Phalia has the most enduring history of any gay publication in Canada, still being published regularly more than 35 years since its first issue was distributed to eager members in May 1970.

Peter Gernon was its flam-boyant founding editor. He later reminisced about its unusual name. “In the late ’60s and ’70s, any mention of what might be called porn was immediately seized on by the Vice Squad, by the Legion Of Decency or by the all-powerful Daughters Of The British Empire. I created the name Phalia – you could not use the word phallus or any other connotation that smelled of porn – as a combination of phallus and failure, on the good journalistic basis that the minute you put yourself down then the program is bound to succeed! My explanation to the Vice Squad became that if you could find the word in the dictionary they could sue us. They never found it – because it doesn’t exist – and we never had any trouble from them.”

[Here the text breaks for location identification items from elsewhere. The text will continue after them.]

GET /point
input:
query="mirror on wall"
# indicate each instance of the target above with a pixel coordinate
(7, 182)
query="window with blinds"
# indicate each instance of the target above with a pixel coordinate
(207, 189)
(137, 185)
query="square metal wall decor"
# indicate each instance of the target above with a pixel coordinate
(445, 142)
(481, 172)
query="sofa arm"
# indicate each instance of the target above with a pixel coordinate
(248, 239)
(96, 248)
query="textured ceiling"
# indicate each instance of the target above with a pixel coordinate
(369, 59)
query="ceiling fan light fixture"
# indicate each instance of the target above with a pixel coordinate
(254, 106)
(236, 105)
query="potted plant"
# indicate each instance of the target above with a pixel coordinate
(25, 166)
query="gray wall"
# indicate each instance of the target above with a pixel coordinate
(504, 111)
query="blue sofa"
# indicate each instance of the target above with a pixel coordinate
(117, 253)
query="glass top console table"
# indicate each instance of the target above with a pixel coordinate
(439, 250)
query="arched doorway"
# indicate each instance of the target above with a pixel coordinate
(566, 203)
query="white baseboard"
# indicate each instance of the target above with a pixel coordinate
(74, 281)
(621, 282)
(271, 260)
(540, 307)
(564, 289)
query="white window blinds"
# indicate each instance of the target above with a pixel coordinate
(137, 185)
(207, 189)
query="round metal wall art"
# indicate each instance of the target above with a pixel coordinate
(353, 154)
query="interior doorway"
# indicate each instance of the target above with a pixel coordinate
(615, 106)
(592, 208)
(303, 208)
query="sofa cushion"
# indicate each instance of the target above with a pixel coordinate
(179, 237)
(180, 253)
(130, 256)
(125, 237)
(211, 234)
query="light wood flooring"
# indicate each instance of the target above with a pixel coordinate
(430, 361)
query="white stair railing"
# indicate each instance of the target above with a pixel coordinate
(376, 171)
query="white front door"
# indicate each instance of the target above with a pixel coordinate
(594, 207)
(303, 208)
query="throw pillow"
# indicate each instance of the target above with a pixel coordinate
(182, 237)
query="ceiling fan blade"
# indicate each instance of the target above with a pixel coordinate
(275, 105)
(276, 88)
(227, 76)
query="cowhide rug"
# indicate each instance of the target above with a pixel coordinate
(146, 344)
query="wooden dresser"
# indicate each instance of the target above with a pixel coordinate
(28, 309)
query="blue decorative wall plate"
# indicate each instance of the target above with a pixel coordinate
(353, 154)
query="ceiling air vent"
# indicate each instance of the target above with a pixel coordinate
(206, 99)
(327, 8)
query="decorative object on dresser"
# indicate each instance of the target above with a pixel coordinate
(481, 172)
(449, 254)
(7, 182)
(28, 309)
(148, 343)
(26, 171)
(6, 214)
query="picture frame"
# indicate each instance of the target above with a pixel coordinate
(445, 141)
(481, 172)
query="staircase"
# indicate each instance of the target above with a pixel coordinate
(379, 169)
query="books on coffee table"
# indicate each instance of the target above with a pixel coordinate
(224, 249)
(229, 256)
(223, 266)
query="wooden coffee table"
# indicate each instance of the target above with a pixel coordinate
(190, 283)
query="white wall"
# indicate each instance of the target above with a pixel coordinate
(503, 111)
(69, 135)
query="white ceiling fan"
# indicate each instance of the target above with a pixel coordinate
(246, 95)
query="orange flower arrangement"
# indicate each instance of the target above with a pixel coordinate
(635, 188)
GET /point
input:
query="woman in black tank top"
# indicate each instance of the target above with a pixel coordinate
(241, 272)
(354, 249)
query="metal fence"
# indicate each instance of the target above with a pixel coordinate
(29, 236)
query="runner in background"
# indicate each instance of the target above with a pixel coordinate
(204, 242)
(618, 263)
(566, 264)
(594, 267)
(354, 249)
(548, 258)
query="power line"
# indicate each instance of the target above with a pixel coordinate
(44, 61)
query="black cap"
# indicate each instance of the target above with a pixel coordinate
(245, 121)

For years, the club’s events played an important part in creating a new era of gay visibility in Toronto’s public spaces. Island boat cruises on the Mariposa Belle, Hanlan’s Point picnics and Paint Your Burger barbeques back in the ’70s involved between 200 and 300 gay men meeting in public together at a time when most others felt safe living invisibly in the background. Buoyed by such peer support, it wasn’t long before nervously hesitant men were encouraged enough to try out radical new concepts like gay Pride picnics and even eventually walking in gay Pride parades.

Of course, as with all things Spearhead, such new style politics resulted from the search for a good time. According to a Phalia reporter back in ’94, that particular year’s boat cruise had included, “some dancing, some funny smells out on deck, some sex in the tearoom, a nervous bartender and a lot of leather.” In ’76, another anonymous reporter wrote a review of an early Hanlan’s Point picnic held on what is now the clothing -optional beach. “As we crossed over on the ferry, some gin must have slipped into our lemonade, because everyone knows that it is illegal to drink alcohol on a beach in Toronto. Food was excellent, though it was difficult to keep the sand out of your cucumber.”

More recent members like Romain and Harack recognize that the club cannot exist on the warm memories of the past. They have recently undertaken a short survey of its members to help ensure its relevance. Assisted by an eager new generation of members, Spearhead certainly looks as if it will survive with the same sense of style for years to come.